Society in general has a real problem with ADHD, inability to soothe the self, consumerism and especially an addiction to smart phones. I make it a game that when I'm in a waiting room somewhere, if I see someone come in from the outside and sit down I make a guess as to how many seconds it takes before they pull out their phone. It's interesting, you should try it.
If you are on social media, you are having real-world interactions. The whole idea that our presence via technology is somehow illusory and insubstantial is false. The Internet is the "real world."
That said, to state the obvious, there are a number of non-verbal (heck, even some verbal) cues that are missing from on-line interaction. Sarcasm requires tags. We are still discovering why people can become so awful in text, why they are emboldened to be hateful (beyond just anonymity) when they never would do so in-person. But all of it is real.
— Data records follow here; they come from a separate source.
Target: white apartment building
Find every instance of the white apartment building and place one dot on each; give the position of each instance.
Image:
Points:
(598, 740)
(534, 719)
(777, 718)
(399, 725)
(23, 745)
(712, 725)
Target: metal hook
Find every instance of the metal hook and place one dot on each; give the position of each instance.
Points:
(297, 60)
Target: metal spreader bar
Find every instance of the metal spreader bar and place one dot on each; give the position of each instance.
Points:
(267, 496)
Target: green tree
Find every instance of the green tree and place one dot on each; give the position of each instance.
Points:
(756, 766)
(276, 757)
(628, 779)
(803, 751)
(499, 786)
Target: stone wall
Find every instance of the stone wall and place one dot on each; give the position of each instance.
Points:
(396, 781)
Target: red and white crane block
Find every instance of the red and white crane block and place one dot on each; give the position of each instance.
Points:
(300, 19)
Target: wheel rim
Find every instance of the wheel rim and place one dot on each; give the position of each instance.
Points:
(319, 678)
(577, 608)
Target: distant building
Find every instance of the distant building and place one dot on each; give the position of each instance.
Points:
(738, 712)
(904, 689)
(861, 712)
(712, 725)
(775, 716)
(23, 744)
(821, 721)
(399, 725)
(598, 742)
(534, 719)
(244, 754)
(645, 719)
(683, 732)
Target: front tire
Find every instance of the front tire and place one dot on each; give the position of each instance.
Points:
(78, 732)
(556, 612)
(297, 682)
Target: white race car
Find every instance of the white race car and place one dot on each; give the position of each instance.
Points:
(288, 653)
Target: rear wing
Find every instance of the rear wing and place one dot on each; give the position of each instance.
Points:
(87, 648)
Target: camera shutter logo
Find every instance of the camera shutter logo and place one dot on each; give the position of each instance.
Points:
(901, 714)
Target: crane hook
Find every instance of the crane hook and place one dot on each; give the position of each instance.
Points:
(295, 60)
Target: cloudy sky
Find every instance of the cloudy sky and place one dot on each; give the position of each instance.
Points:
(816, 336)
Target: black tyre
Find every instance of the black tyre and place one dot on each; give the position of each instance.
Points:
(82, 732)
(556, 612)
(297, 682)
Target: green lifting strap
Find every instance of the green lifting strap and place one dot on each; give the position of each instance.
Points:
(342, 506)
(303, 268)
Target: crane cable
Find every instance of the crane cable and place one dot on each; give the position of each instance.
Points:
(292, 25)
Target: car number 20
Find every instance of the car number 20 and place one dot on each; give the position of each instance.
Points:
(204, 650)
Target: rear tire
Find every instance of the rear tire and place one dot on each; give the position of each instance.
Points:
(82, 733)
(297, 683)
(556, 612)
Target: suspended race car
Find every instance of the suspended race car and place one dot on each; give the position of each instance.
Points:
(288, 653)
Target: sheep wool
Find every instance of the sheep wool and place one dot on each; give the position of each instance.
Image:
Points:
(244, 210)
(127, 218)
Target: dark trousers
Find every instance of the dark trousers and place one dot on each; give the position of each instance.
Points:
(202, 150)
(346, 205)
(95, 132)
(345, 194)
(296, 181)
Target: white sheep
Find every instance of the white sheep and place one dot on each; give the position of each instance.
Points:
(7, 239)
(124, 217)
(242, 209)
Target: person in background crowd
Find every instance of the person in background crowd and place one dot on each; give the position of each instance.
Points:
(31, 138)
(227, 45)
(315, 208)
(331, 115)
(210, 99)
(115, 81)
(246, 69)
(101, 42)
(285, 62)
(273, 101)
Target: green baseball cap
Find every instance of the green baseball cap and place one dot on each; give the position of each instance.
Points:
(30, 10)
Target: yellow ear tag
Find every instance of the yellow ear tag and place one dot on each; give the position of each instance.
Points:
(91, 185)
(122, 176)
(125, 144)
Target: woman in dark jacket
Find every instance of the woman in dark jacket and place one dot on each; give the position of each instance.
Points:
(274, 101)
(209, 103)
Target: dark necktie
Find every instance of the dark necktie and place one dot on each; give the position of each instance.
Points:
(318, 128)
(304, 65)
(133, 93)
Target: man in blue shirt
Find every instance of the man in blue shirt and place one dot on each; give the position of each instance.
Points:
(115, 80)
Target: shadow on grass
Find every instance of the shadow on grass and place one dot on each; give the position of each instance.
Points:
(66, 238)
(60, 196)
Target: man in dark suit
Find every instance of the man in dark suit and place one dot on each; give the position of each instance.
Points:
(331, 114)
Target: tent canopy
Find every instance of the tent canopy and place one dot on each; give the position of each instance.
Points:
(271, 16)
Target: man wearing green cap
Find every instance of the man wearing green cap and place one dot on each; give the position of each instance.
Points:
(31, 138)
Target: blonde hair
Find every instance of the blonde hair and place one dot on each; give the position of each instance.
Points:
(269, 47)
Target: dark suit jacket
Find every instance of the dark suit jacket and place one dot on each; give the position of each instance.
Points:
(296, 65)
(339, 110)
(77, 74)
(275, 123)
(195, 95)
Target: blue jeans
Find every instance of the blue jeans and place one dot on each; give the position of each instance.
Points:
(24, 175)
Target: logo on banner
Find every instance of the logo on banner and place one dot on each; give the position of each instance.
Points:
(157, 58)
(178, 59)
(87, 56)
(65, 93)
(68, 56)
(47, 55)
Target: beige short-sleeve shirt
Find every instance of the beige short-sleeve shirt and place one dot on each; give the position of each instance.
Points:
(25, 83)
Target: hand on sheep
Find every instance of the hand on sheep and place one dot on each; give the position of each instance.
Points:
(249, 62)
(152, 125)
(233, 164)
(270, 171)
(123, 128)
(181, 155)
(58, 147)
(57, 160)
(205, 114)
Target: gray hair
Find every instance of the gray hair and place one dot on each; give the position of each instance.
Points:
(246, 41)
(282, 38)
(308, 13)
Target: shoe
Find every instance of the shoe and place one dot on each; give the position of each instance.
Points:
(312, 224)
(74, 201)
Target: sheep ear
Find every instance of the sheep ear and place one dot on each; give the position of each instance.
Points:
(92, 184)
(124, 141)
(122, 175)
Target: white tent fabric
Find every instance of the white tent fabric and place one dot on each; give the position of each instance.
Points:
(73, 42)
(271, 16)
Those are real words, from real people, unless you're talking to an MS chat bot.
Whatever you see on social media is real people doing real things. Even if they're lying, they're really lying. It is probably better if we all took our on-line presence at least as seriously as we would behave in a bar, even if there is no chance of a fight breaking out. Calling it not the "real-world" keeps us from behaving with responsibility. Reject this false separation of worlds.
I never got on the LiveJournal bus, and I noticed that the people I hung out with were talking about things I didn't know about, and talking about events that I wasn't invited to because it was only mentioned on LiveJournal. Now with Facebook -- which is broken for me -- I see friends less and less often because they talk to each other through Facebook, and organize get-togethers solely through Facebook. They don't even use email, nevermind telephone calls anymore. And since I can't use Facebook, I'm left out.
It feels like I'm isolated because I'm not using (or able to use) social media enough to keep-up with my peers.